Everyone’s spoken problems are floating around our heads, and they’re giving me a headache

In my life, there are many things which succeed in puzzling me, and I somehow manage to fail figuring out why they puzzle me, or why they are, the way they are.

I feel like most humans are just a tad bit attention seeking, desperate for a reaction from anyone about their problems. Now, don’t get me wrong, I have nothing against people’s problems or people having problems. I’m not one who thinks that everyone is petty and that they should get a grip and deal with it (well sometimes I do but anyway…). No. I know everyone goes through struggles daily in their lives, and that the struggle is a part of life. All I fail to see is why brag and put it out there for everyone to know? Why talk about it constantly till the person listening feels like the next time they hear it, they’ll want to either punch you square in the face, or go jump off something? Yes, it may make you feel better, but to the person who’s being given the information, all they are thinking is, um… Why are you telling me this? Why do I need to know this? And if you’re talking constantly, then the person listening starts to feel as if you’re not showing off, but you’re wanting everyone to know that you are I don’t know depressed, or that you take a certain medication or something etc. And, why would you want everyone to know? Why put it out there?

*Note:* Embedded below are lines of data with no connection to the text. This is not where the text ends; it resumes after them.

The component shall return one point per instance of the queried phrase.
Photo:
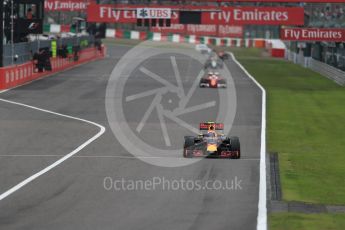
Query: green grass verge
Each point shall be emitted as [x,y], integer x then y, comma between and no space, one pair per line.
[298,221]
[306,126]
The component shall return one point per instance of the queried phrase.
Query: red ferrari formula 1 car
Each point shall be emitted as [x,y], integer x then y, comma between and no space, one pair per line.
[212,143]
[212,80]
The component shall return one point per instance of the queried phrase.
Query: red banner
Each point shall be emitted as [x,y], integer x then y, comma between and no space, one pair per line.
[66,5]
[270,1]
[227,15]
[313,34]
[256,16]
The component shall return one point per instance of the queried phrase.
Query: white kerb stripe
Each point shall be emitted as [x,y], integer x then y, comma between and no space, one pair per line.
[58,162]
[262,207]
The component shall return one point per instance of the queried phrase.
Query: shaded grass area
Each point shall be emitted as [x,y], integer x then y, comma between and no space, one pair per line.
[305,115]
[297,221]
[305,125]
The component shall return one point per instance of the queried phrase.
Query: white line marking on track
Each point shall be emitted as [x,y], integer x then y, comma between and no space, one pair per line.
[262,208]
[58,162]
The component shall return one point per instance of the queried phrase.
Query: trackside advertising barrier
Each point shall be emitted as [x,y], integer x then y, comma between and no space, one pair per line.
[67,5]
[313,34]
[220,16]
[193,39]
[12,76]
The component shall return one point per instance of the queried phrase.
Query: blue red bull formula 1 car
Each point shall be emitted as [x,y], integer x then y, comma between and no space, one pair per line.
[212,143]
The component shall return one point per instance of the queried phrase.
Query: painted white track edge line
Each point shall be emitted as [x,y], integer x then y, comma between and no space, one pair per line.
[262,205]
[58,162]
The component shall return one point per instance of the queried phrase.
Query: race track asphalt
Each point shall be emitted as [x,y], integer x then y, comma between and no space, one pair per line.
[73,195]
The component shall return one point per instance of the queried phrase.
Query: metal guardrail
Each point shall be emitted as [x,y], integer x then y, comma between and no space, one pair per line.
[25,50]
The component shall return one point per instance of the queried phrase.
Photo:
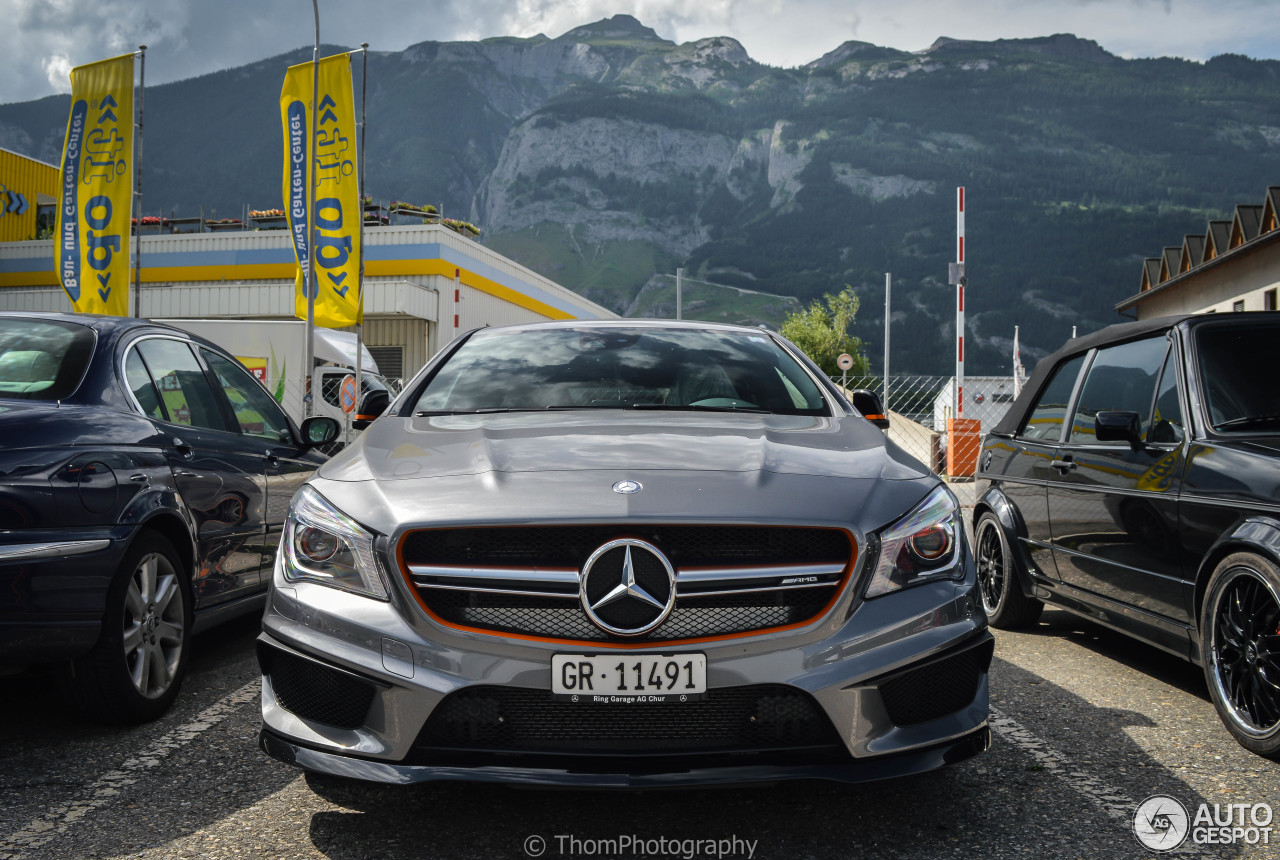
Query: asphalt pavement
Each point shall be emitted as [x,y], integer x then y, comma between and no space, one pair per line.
[1087,726]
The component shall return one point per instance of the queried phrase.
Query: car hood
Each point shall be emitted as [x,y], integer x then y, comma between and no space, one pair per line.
[525,467]
[400,448]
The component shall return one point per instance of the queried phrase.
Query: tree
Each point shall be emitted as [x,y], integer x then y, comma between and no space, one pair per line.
[822,332]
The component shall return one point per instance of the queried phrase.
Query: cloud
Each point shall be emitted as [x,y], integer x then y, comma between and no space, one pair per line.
[188,37]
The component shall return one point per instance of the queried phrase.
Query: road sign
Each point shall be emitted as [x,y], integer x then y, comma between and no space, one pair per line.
[347,394]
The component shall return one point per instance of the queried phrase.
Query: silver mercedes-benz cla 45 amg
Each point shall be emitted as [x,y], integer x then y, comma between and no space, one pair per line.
[630,553]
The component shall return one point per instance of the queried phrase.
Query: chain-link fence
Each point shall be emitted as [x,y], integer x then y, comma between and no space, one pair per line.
[920,407]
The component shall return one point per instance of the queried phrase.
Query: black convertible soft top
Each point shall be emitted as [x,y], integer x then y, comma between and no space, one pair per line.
[1118,333]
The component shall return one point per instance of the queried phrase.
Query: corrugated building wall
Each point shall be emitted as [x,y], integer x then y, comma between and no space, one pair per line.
[411,275]
[24,184]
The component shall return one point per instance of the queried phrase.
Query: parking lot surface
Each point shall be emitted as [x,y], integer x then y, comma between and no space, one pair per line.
[1087,726]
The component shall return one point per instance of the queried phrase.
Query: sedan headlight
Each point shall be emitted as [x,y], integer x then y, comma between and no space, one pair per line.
[922,547]
[321,544]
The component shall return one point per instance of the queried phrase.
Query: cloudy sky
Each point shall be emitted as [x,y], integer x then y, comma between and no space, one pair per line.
[41,40]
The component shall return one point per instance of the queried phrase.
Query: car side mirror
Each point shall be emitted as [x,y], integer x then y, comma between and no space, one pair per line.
[868,403]
[319,430]
[374,405]
[1119,426]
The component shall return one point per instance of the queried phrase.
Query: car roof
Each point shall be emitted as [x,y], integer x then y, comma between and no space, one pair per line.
[627,324]
[1112,334]
[96,321]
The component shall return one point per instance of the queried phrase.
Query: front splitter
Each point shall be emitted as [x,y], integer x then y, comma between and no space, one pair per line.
[853,771]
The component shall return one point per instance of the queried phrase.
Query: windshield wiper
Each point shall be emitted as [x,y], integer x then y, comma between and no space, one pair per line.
[672,407]
[1247,420]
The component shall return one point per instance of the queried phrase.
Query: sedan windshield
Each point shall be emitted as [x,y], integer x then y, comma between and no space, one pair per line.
[1233,364]
[42,360]
[621,369]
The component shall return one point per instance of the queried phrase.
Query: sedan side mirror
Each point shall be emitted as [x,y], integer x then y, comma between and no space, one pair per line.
[1119,426]
[319,430]
[375,403]
[868,403]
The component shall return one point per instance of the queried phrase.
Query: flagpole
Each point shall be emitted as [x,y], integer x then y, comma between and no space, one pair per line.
[360,280]
[310,274]
[137,190]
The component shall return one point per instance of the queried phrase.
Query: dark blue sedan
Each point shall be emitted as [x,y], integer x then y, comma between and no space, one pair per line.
[144,481]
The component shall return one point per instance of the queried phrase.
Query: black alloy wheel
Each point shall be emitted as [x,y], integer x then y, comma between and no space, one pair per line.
[1002,597]
[1240,641]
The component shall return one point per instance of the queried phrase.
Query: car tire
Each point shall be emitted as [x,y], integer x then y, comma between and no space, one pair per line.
[136,668]
[1002,597]
[1240,649]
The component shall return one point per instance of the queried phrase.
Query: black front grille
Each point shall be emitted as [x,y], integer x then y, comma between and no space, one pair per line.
[691,617]
[571,545]
[734,719]
[315,691]
[937,689]
[685,547]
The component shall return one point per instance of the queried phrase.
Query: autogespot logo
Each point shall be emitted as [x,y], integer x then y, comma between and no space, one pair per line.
[1161,823]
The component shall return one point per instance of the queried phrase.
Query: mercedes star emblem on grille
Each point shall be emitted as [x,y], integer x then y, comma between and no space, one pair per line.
[629,586]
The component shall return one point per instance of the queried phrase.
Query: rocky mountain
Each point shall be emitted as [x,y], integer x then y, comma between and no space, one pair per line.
[609,156]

I think that it wouldn’t hurt for everyone to know how to categorise their problems.

Number one: okay that’s a problem, but it’s too personal for me to talk about and I should keep it to myself because I don’t know how the other person may take it.

Number two: okay, I’m not sure if I should classify this as a “problem” or is something that is just a tiny bit hard for me?

Number three: okay, I know that there is only one person I can trust to tell, and it will make me feel better telling them without just going and making it public and I don’t have to keep on repeating it once I’ve said it.

I feel as if people do it to become more popular and known. This, I find rather stupid. You would put your problems out there in the world, so that a handful of more people know who you are? Pathetic. Pathetic, and also rather desperate and impetuous.

I think if we all just kept to ourselves people like me would be able to put up more often with other people. Now, I think people talk too much, and frankly I don’t give a shit, so I actually detest talking to anyone. Hence, the reason I prefer my own company, away from everyone’s problems except my own (which is how it should be anyway) and I steer away from socialising whatsoever.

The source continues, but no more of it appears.